WAIT only guarantees durability if you wait for all replicas.

Even if you have exactly two replicas and use WAIT 2 in the applications, during a rolling upgrade you may add one or more extra replicas and if the primary fails during this time, there's a chance one of the replicas which didn't ack the latest writes can win the failover.

So in practice, WAIT doesn't provide any durability guarantees. This is the main problem with WAIT, IMO.

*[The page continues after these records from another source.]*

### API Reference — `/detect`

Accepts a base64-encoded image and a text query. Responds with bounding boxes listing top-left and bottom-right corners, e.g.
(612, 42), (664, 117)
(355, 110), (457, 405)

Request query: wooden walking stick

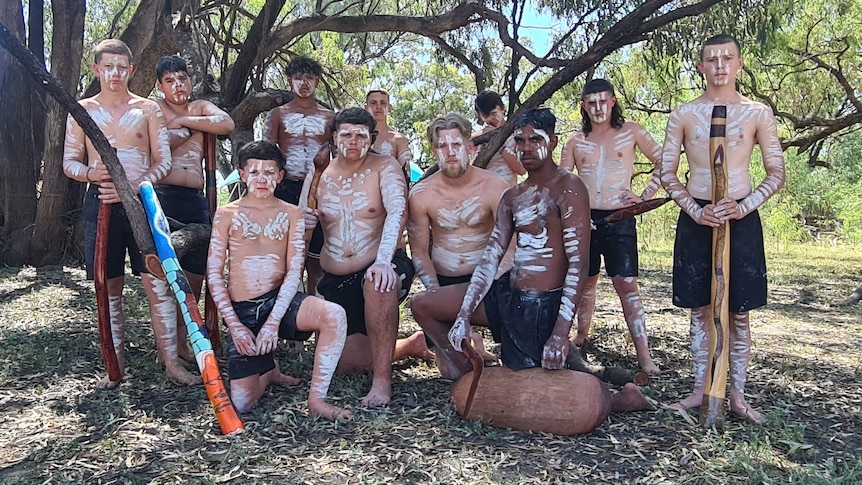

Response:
(699, 105), (730, 428)
(204, 133), (221, 352)
(93, 202), (122, 382)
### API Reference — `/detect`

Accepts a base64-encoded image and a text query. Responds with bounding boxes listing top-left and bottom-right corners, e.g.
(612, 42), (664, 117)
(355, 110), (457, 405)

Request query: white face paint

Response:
(335, 123), (371, 160)
(241, 158), (279, 198)
(434, 128), (470, 178)
(584, 91), (614, 124)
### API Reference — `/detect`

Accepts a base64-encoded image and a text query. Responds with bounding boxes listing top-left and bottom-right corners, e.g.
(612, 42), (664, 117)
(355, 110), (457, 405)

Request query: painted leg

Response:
(96, 276), (126, 389)
(362, 283), (398, 407)
(670, 306), (712, 409)
(141, 273), (202, 386)
(410, 284), (478, 380)
(572, 275), (599, 346)
(612, 276), (661, 375)
(729, 312), (765, 424)
(296, 297), (352, 421)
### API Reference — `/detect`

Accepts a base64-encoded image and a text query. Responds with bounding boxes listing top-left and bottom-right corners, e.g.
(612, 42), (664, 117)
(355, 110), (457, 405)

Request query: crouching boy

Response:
(207, 141), (351, 420)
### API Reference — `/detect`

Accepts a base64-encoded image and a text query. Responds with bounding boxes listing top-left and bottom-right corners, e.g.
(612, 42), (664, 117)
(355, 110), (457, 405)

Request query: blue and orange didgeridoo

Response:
(140, 182), (243, 434)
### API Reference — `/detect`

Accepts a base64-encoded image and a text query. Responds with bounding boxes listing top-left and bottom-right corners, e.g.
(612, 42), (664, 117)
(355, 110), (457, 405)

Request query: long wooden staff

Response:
(93, 202), (122, 382)
(699, 105), (730, 428)
(204, 133), (221, 352)
(140, 182), (244, 434)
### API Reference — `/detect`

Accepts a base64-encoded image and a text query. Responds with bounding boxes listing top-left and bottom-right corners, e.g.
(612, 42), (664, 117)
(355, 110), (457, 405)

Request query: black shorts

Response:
(482, 272), (563, 370)
(589, 209), (638, 278)
(437, 273), (473, 288)
(227, 287), (313, 380)
(317, 249), (415, 335)
(673, 199), (766, 313)
(81, 184), (149, 280)
(154, 185), (210, 275)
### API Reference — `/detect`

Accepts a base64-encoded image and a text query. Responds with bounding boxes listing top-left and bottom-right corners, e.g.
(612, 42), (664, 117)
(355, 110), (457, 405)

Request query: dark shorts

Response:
(589, 209), (638, 278)
(437, 273), (473, 287)
(317, 249), (414, 335)
(81, 184), (149, 280)
(673, 199), (766, 313)
(482, 272), (563, 370)
(154, 185), (210, 275)
(227, 288), (312, 380)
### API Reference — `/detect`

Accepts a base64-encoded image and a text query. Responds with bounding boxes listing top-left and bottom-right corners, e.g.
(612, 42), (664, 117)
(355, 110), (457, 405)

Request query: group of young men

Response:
(64, 36), (784, 422)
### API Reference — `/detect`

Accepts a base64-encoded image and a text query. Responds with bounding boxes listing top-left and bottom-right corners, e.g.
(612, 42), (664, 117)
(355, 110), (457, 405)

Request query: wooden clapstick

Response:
(699, 105), (730, 428)
(204, 133), (221, 352)
(93, 202), (122, 382)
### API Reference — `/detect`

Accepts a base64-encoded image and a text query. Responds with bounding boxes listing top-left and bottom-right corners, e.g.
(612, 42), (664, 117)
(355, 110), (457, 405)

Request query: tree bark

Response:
(0, 0), (38, 266)
(30, 0), (86, 266)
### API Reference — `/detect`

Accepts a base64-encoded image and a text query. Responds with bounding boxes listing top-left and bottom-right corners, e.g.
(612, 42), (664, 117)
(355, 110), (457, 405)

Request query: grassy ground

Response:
(0, 245), (862, 484)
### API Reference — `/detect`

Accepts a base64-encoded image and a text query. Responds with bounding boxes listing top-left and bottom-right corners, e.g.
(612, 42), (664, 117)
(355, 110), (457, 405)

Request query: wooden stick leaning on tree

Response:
(699, 105), (730, 428)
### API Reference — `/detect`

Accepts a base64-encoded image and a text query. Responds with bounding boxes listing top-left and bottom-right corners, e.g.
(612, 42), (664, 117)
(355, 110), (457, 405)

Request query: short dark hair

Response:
(515, 108), (557, 136)
(581, 79), (626, 135)
(285, 56), (323, 77)
(474, 91), (506, 116)
(700, 34), (742, 61)
(156, 56), (189, 82)
(331, 108), (377, 134)
(236, 140), (285, 170)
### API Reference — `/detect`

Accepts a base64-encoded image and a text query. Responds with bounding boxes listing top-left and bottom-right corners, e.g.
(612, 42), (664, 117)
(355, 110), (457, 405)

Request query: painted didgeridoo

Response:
(452, 367), (613, 435)
(698, 105), (730, 428)
(204, 133), (221, 352)
(140, 182), (243, 435)
(93, 202), (122, 382)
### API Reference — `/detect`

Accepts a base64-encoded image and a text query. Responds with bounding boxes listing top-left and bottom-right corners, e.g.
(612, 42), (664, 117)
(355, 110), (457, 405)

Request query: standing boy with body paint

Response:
(471, 91), (527, 187)
(411, 109), (590, 379)
(147, 56), (233, 384)
(560, 79), (661, 374)
(63, 39), (176, 389)
(263, 57), (334, 294)
(306, 108), (428, 406)
(365, 88), (413, 173)
(407, 113), (511, 360)
(661, 35), (785, 423)
(207, 141), (351, 420)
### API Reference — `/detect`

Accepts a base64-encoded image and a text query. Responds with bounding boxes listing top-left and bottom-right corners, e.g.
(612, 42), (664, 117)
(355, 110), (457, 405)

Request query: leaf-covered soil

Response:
(0, 246), (862, 484)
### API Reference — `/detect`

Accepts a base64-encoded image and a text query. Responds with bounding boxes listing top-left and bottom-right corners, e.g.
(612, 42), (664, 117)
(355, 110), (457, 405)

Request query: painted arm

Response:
(168, 101), (234, 135)
(500, 136), (527, 175)
(635, 125), (661, 200)
(560, 133), (578, 172)
(263, 108), (284, 142)
(449, 191), (516, 352)
(207, 207), (257, 355)
(255, 208), (305, 355)
(661, 110), (703, 224)
(739, 106), (786, 219)
(542, 177), (591, 369)
(407, 187), (440, 290)
(365, 161), (407, 292)
(63, 115), (96, 182)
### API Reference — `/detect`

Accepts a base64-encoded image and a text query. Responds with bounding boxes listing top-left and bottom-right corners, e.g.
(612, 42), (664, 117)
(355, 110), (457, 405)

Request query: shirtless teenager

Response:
(147, 56), (233, 384)
(63, 39), (174, 389)
(661, 35), (785, 423)
(365, 88), (413, 173)
(407, 113), (509, 360)
(207, 141), (351, 420)
(263, 57), (334, 294)
(560, 79), (661, 374)
(471, 91), (527, 187)
(411, 108), (590, 379)
(314, 108), (428, 406)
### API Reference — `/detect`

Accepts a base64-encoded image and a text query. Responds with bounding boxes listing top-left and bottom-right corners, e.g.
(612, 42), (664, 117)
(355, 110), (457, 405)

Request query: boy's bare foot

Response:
(362, 379), (392, 408)
(308, 399), (353, 421)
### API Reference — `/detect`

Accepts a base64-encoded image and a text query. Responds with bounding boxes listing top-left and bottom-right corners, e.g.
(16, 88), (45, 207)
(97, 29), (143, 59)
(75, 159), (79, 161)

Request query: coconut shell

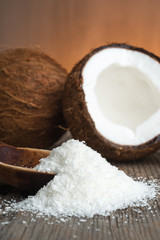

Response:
(0, 48), (67, 148)
(63, 44), (160, 161)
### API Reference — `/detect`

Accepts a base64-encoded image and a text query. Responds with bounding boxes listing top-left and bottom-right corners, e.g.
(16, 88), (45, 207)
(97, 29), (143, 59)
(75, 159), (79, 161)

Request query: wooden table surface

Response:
(0, 153), (160, 240)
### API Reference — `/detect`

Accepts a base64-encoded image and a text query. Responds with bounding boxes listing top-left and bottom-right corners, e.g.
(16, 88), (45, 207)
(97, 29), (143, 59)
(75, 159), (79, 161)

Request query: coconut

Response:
(0, 48), (67, 148)
(64, 44), (160, 161)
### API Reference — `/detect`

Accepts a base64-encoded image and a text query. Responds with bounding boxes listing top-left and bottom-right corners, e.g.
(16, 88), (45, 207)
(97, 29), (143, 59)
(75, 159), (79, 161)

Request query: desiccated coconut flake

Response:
(9, 139), (156, 217)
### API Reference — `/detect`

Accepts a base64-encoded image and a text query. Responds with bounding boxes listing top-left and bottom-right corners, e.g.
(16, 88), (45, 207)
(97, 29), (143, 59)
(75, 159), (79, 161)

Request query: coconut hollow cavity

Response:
(64, 44), (160, 160)
(82, 47), (160, 145)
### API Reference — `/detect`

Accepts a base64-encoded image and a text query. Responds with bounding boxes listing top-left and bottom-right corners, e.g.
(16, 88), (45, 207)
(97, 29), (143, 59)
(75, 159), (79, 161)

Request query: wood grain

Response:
(0, 0), (160, 70)
(0, 153), (160, 240)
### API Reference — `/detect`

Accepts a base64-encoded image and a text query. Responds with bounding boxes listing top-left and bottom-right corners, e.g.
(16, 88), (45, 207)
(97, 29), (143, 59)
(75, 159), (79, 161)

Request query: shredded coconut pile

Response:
(12, 140), (156, 217)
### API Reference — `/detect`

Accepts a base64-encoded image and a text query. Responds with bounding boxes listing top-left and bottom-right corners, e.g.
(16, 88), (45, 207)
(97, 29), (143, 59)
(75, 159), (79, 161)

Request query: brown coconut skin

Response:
(63, 44), (160, 161)
(0, 48), (67, 148)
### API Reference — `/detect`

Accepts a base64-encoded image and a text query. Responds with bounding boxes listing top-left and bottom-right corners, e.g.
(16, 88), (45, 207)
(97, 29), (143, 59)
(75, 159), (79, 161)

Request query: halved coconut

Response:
(64, 44), (160, 160)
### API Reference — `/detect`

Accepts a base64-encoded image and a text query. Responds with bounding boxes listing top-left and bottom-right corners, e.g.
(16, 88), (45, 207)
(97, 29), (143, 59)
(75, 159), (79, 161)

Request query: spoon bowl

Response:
(0, 142), (55, 193)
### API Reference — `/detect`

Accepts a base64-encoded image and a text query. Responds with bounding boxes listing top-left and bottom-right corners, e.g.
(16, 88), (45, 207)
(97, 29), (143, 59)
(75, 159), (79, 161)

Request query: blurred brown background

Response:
(0, 0), (160, 71)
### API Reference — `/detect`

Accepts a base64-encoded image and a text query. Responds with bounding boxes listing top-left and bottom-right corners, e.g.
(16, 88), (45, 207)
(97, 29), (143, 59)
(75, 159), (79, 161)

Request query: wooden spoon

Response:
(0, 142), (55, 192)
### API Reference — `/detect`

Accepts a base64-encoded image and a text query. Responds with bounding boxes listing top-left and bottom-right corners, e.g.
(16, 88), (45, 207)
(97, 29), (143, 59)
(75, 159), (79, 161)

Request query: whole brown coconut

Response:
(0, 48), (67, 148)
(64, 44), (160, 161)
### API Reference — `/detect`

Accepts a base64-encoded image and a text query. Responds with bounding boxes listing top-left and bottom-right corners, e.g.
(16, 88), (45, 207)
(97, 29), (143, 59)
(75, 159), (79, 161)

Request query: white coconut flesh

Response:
(82, 47), (160, 145)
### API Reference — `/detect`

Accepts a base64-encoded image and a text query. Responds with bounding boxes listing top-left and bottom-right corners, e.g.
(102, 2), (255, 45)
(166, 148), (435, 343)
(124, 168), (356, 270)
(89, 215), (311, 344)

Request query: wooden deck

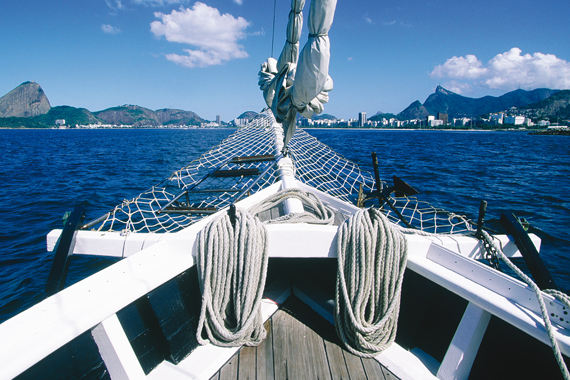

jjuleslasarte · 2025-10-28T16:17:37Z

+
+## Problem Statement
+
+Valkey is an in-memory data store designed for high performance. Valkey currently uses an asynchronous replication model for high throughput and low latency, which means writes acknowledged to clients may be lost if replicas lag, crash, or are promoted while out-of-sync. Because all data resides in memory by default, process restarts or crashes risk losing recent writes. Although periodic snapshots (RDB) and append-only logs (AOF) provide persistence, they entail trade-offs: snapshots may omit recent writes and AOF only supports single-node durability. In cluster mode, data loss remains possible when a replica is promoted prematurely. Shifting durability responsibility to clients (via WAIT) is not intuitive and places burden on the application layer.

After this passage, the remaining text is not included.